Adequate nutrition is pivotal for recovery in critical illness. Enteral nutrition, even at trophic amounts, is preferred [66] to maintain gut integrity, reduce risk of bacterial translocation and risk of TPN-related cholestasis, but total parenteral nutrition can be used if needed. Maintaining strict fluid balance in ECLS patients is crucial. Fluid overload has been associated with increased mortality [52, 127••]. It is not unusual to require large volume of fluids at the initiation of ECLS, but clinician should be proactive instead of reactive in fluid management. The use of diuretics, concentrating medication infusion, and the judicious early initiation of ultrafiltration and CRRT has proven to reduce ECLS duration and length of stay [52, 53, 128, 129].

Conclusion and the Future

ECLS or ECMO is an acceptable mode of support in neonates, pediatrics, and adults with acute cardiorespiratory failure unresponsive to conventional therapies with an overall survival of 58%. The use of ECLS is growing especially in adult respiratory indications, and will continue to grow.
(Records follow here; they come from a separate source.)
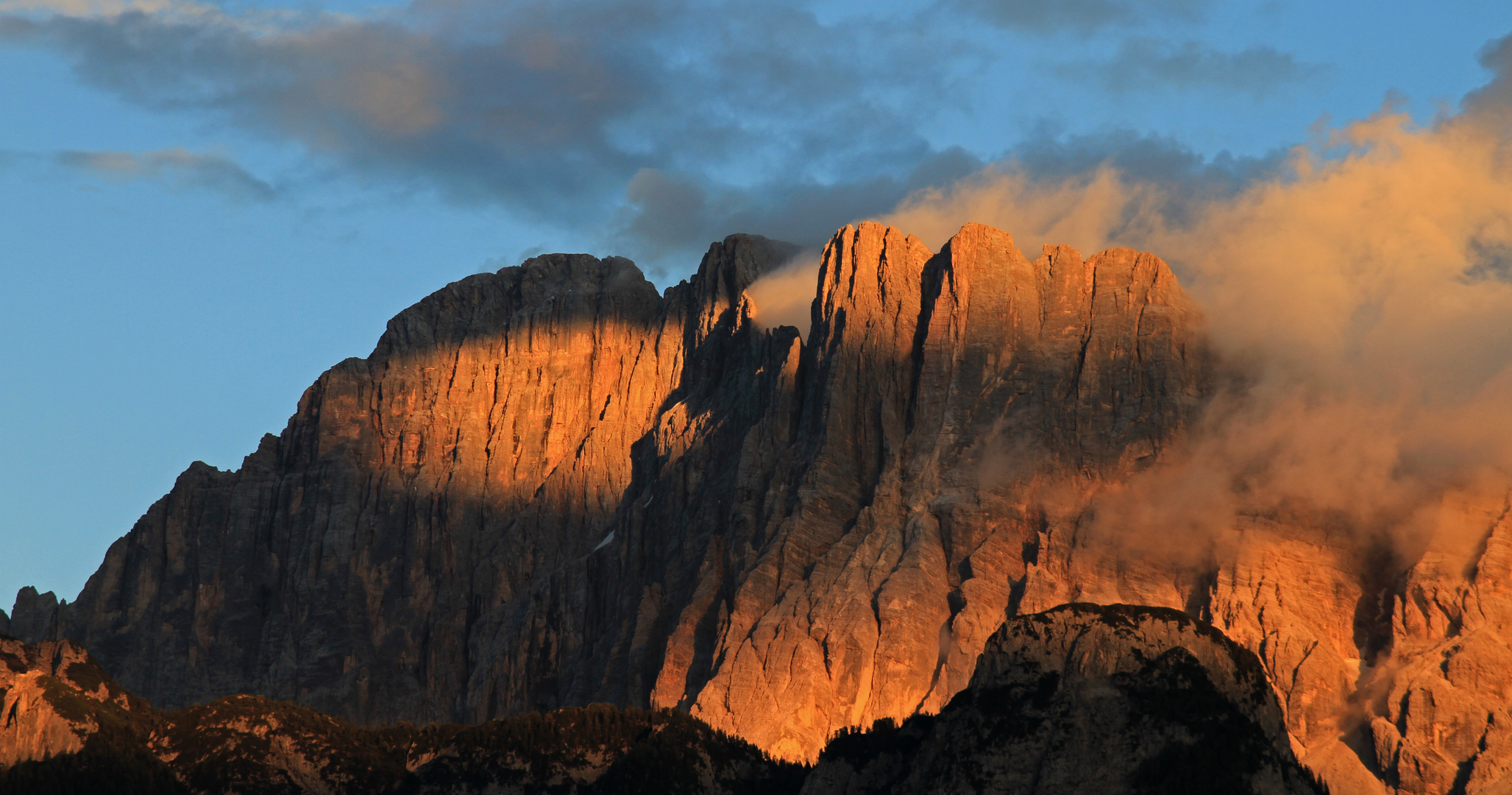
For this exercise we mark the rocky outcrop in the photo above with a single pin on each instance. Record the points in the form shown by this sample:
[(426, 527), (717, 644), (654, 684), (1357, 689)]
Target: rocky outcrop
[(70, 729), (553, 486), (35, 615), (1086, 699), (1080, 699), (53, 697)]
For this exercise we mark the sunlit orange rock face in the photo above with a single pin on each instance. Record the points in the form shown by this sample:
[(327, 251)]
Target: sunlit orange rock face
[(553, 486)]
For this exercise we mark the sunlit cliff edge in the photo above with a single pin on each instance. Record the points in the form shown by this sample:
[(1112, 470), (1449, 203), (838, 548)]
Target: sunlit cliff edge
[(553, 486)]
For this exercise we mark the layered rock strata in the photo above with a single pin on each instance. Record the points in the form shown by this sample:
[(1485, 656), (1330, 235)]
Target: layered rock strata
[(1086, 699), (551, 486)]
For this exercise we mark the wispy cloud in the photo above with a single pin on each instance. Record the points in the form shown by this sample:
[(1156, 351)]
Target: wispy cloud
[(1083, 17), (1360, 288), (1151, 64), (179, 168), (586, 110)]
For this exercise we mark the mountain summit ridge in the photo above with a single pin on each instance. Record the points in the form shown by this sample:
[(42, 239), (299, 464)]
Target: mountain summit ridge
[(553, 486)]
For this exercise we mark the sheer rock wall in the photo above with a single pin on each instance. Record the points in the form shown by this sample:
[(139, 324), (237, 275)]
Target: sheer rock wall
[(551, 486)]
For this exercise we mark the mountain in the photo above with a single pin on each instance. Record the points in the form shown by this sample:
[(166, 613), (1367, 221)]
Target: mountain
[(1159, 700), (1086, 699), (551, 487)]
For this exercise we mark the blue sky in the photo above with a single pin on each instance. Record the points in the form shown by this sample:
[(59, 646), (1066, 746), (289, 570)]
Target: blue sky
[(203, 206)]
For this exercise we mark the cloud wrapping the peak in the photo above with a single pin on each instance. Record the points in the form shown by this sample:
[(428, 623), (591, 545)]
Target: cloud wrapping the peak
[(1358, 295)]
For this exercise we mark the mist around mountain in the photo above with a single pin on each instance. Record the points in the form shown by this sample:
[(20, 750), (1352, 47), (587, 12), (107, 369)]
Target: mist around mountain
[(554, 487)]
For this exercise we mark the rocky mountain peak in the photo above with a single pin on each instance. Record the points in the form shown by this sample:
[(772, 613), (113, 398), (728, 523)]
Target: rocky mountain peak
[(553, 486)]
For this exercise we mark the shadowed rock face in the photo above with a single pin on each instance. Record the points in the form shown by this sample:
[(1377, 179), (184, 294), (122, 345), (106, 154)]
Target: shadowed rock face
[(551, 487), (53, 696), (1086, 699)]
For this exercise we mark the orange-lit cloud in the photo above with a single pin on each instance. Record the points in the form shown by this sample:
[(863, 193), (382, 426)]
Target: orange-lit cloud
[(1363, 301), (784, 297)]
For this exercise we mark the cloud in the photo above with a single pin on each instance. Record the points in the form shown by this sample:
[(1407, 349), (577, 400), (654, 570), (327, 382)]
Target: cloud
[(1358, 295), (1151, 64), (561, 112), (176, 166), (1083, 17), (785, 297)]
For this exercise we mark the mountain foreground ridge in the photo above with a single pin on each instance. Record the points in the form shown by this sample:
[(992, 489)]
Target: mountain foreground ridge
[(553, 486), (1165, 703)]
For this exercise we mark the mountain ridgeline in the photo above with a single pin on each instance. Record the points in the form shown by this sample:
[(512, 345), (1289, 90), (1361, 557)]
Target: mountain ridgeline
[(1162, 699), (551, 487)]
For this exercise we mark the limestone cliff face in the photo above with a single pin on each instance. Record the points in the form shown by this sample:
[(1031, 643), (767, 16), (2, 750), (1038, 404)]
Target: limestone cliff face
[(1086, 699), (553, 486)]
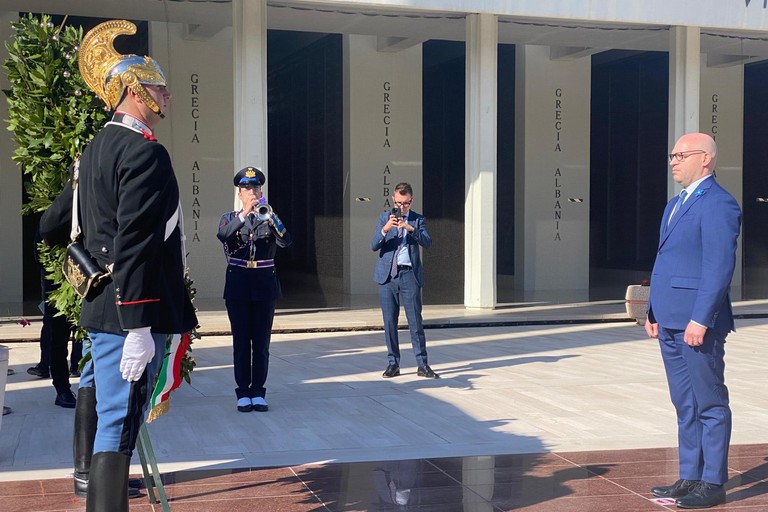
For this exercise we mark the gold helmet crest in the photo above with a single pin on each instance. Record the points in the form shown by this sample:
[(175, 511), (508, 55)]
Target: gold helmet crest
[(108, 73)]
Bleeding is still one of the most challenging complications. The development of new devices over the last few years resulted in a much simpler, safer, and prolonged ECLS support. New styles of patient management including minimal sedation, spontaneous breathing, early tracheostomy, and early mobilization are becoming more common. The next generation of ECLS devices will be easier to manage by caregivers, less thrombogenic, and more durable with less or no need for systemic anticoagulation. As per Dr. Bartlett, these are the highlights of the next era in ECLS care “ECMO III.”